Strategiewechsel zur KI-Infrastruktur
Das Management treibt die Strategie „Navitas 2.0“ voran. Das Ziel ist eine Abkehr von margenschwacher Unterhaltungselektronik hin zu Hochleistungsanwendungen. Im Zentrum steht die 800V-Architektur, die für moderne KI-Rechenzentren unerlässlich ist.
Diese Neuausrichtung spiegelt sich bereits in den Zahlen wider. Das Geschäft in den Hochleistungsmärkten wuchs zuletzt um über 50 Prozent im Vergleich zum Vorjahr. Die Halbleiter auf Basis von Galliumnitrid und Siliziumkarbid adressieren gezielt die energetischen Engpässe bei intensiven KI-Rechenlasten.
Finanzielle Dynamik und Ausblick
Die Umsatzprognose für das dritte Quartal 2026 unterstreicht den Wachstumskurs.
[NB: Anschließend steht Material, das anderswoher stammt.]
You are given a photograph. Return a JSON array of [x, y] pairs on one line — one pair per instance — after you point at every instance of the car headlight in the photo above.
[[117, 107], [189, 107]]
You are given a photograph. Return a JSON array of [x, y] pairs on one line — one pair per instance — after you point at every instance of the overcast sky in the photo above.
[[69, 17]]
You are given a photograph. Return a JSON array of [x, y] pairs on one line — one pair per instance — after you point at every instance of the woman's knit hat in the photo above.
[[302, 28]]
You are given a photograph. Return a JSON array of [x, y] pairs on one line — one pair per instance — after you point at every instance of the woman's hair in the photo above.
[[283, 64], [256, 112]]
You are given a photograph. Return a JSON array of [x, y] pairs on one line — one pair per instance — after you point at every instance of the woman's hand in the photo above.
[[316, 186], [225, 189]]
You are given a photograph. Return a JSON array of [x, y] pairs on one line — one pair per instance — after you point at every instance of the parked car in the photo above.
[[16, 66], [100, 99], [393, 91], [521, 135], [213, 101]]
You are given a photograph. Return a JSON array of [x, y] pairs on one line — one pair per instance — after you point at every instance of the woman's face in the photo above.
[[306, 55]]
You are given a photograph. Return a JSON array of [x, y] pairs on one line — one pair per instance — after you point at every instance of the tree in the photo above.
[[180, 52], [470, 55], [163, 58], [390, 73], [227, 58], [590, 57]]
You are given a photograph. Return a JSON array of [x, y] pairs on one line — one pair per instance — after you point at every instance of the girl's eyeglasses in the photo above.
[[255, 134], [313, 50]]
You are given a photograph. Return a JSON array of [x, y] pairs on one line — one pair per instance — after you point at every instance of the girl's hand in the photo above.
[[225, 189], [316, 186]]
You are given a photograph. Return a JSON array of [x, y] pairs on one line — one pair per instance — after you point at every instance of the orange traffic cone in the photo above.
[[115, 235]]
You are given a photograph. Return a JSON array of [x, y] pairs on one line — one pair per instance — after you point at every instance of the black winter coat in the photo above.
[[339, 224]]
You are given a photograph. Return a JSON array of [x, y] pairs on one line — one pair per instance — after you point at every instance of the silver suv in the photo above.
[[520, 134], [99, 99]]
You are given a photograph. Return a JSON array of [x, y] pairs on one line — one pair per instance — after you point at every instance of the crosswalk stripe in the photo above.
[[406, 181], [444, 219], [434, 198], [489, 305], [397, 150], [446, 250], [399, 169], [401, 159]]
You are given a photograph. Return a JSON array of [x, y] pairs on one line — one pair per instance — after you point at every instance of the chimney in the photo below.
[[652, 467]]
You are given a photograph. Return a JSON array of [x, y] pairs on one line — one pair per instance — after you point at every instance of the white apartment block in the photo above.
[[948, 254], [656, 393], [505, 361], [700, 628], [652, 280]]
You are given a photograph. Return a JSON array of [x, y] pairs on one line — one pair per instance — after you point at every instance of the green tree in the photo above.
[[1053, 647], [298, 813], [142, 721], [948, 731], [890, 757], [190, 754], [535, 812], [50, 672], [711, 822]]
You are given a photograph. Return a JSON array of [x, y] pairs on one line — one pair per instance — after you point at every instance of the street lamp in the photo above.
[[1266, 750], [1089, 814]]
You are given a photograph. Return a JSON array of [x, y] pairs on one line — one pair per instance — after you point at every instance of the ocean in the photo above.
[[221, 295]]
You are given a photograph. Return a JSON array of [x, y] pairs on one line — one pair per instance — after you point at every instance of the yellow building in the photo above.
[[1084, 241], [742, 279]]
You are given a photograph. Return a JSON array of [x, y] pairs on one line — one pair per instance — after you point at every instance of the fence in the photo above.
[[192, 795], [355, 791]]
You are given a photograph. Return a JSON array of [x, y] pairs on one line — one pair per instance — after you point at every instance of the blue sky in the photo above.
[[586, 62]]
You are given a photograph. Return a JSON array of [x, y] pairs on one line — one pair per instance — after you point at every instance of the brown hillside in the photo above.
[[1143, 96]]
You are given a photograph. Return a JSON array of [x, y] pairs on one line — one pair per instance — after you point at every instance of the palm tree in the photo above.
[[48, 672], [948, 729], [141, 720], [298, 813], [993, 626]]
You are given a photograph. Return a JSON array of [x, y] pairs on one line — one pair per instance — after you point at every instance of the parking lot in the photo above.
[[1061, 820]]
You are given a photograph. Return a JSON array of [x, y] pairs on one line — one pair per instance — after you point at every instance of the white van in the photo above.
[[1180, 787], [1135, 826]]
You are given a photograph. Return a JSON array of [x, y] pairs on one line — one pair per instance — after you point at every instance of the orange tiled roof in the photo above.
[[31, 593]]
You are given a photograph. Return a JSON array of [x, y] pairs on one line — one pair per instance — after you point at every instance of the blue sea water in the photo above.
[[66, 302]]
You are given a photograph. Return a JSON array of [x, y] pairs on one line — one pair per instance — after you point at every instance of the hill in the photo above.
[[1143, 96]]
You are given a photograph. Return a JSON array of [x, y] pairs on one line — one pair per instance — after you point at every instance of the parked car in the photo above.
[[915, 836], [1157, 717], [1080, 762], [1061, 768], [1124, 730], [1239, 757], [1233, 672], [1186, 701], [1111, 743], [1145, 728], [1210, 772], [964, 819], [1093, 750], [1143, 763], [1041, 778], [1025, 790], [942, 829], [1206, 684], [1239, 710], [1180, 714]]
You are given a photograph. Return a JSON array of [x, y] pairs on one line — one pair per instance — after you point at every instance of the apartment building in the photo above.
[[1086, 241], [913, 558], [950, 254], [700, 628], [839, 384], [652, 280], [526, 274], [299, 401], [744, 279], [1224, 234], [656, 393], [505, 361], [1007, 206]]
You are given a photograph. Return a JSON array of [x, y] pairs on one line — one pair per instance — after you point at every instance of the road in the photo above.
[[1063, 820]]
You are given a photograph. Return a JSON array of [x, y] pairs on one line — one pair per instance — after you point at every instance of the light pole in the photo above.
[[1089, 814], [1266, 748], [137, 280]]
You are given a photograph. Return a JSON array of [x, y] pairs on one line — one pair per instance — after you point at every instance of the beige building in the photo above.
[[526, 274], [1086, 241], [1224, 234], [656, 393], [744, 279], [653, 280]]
Navitas peilt Erlöse von etwa 13,5 Millionen US-Dollar an. Dies käme einer Steigerung von 28 Prozent gegenüber dem Vorquartal gleich.
Bis zum Ende des Jahres 2026 soll die KI-bezogene Infrastruktur mehr als ein Drittel des gesamten Umsatzes ausmachen. Ein Liquiditätspolster von 557 Millionen US-Dollar zum Ende des zweiten Quartals verschafft dem Unternehmen den nötigen Spielraum für den Ausbau der Kapazitäten.
Momentum an der Börse
Anleger honorierten die Pläne zuletzt mit deutlichen Kursgewinnen. Die Aktie stieg am Freitag um fünf Prozent auf einen Schlusskurs von 12,50 Euro. Damit setzt sich der positive Trend der letzten Handelstage fort.
Marktteilnehmer warten nun auf Details zu strategischen Partnerschaften, etwa der Lizenzvereinbarung mit Magnachip für die industrielle Nutzung. Die Präsentationen auf dem Rosenblatt Technology Summit und der Jefferies Semiconductor Conference Ende August liefern hierfür die nächsten harten Fakten.